With all the acid-forming foods in our diets, it is hard to keep the pH of the urine at a high level. Most protein, carbs and fats are acid-forming and must be balanced with non-starchy plant foods to increase urinary pH. The best way to maintain a high urine pH is to consume lots of alkaline-forming foods. Here’s a list of the most extreme alkaline formers:
Apollinaris water, Asparagus, Blackberries, Burdock root, Cantaloupe, Celery, Chestnuts, Collard greens, Endive, Ginger, Horseradish, Kale, Kiwi, Kohlrabi, Lemon juice, Limes, Lotus root, Mangos, Mandarin oranges, Miso, Tamari (fermented soy), Mustard greens, Onion, Papaya, Paprika, Parsley, Parsnip, Persimmon, Pineapple, Pumpkin seeds, Radish (also Daikon), Raspberries, Rutabaga, Sanfaustino water, San Pelligrino water, Sea salt (unrefined, grey), Seaweed, Strawberries, Sweet potato, Yams, Tangerines, Tarot root, Apple Cider vinegar (also Umeboshi), Vegetable juice (non-tomato), Watermelon.
Another way to quickly bring up the pH of urine is with the use of bicarbonates. The common one is bicarbonate of soda (Baking soda), but it’s loaded with sodium. The preferred form for this purpose is potassium bicarbonate (obtainable from nuts.com), since potassium is an important nutrient, especially for bone health, that we don’t get enough of. As little as 1/8th of a teaspoon can raise urine pH substantially, and a 1/4 tsp may raise it to ideal levels. (I place 1/8th of a tsp in a large glass of water, once or twice daily.) The total amount of potassium amounts to 200-500 mg, which is only about 5-10% of the daily requirements for this vital nutrient. It’s possible to measure the effect one hour afterward with pH strips available for this purpose. There are also powders sold in health food stores to help increase urine pH and restore bone health.
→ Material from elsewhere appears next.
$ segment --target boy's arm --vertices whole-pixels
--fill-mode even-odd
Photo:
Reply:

One note of caution with bicarbonates: The problem is getting thru the stomach, which is supposed to stay acidic to digest food and to ward off ulcers. So use them wisely (at least 30 minutes before eating, or at least 2 hours after eating). If you have ulcer issues, or they appear to upset your stomach, back off and use less. That’s why I recommend small amounts at a time.
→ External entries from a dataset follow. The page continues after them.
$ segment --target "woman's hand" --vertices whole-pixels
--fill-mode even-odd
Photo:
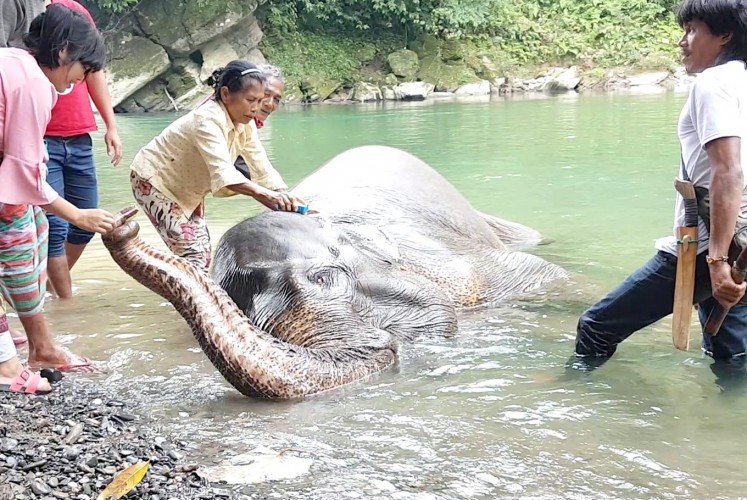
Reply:
[[[114,228],[114,216],[98,208],[78,210],[70,222],[81,229],[99,234],[106,234]]]
[[[267,188],[258,189],[253,198],[270,210],[298,212],[298,207],[305,205],[302,199],[286,191],[272,191]]]

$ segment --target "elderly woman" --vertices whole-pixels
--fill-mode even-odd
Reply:
[[[106,52],[85,17],[57,5],[31,23],[25,42],[28,50],[0,49],[0,292],[26,330],[31,366],[87,365],[55,344],[44,319],[48,225],[41,209],[99,233],[114,218],[76,208],[45,181],[44,132],[57,95],[100,71]],[[48,382],[18,360],[1,307],[0,391],[49,392]]]
[[[267,156],[265,148],[262,146],[262,142],[259,140],[259,134],[257,130],[265,126],[265,122],[280,106],[280,102],[283,99],[283,92],[285,91],[285,80],[283,74],[277,66],[272,64],[262,64],[259,66],[262,74],[265,75],[265,98],[262,100],[262,105],[259,107],[257,115],[254,117],[254,123],[250,123],[249,127],[252,131],[252,137],[254,142],[257,144],[258,152],[255,154],[255,161],[253,164],[264,164],[266,165],[264,171],[275,171],[270,163],[270,159]],[[257,180],[258,172],[252,171],[247,165],[243,156],[239,156],[236,160],[236,168],[244,174],[247,179]],[[285,187],[280,188],[285,190]]]
[[[256,141],[253,123],[265,97],[265,76],[247,61],[213,73],[213,98],[169,125],[142,148],[131,166],[135,199],[176,255],[207,271],[210,235],[204,199],[243,194],[272,210],[297,211],[303,201],[287,186]],[[234,163],[241,155],[252,180]]]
Interestingly, some of the foods that make your urine pH more alkaline are also foods that can provide more aryl alcohols in the urine. It all really comes down to eating a healthy diet but, for those with UTI problems, a super healthy diet may be required.
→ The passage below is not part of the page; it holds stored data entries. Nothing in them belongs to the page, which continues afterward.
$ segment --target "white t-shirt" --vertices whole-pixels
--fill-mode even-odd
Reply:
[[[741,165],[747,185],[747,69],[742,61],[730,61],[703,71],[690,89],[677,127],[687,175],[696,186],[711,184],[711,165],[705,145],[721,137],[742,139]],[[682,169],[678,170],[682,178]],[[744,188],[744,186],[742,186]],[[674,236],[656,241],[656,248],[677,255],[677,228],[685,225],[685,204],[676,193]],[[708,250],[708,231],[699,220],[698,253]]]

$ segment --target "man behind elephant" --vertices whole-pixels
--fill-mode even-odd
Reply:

The Battle In Your Bladder. http://schaechter.asmblog.org/schaechter/2015/07/this-week-in-microbiology-107-the-battle-in-your-bladder.html?utm_source=feedburner&utm_medium=feed&utm_campaign=Feed%3A+schaechter+%28Small+Things+Considered%29
Shields-Cutler RR, Crowley JR, Hung CS, et al. Human Urinary Composition Controls Antibacterial Activity of Siderocalin. JBC 2015. http://www.jbc.org/content/290/26/15949
Proanthocyanidin supplement health benefits, the right dosage to take for good health maintenance, by Ray Sahelian, M.D. Feb 14 2014. http://www.raysahelian.com/proanthocyanidins.html
Proanthocyanidin. Wikipedia. https://en.wikipedia.org/wiki/Proanthocyanidin
WebMD. Cranberries for UTI Prevention. http://www.webmd.com/urinary-incontinence-oab/womens-guide/cranberries-for-uti-protection
Philip Domenico. 2013. How Cranberry Benefits Oral Health. https://thescienceofnutritiondotnet.wordpress.com/2013/06/11/how-cranberry-benefits-oral-health/
Philip Domenico. 2008. The Acid-Alkaline Food Guide: Interview with the Author.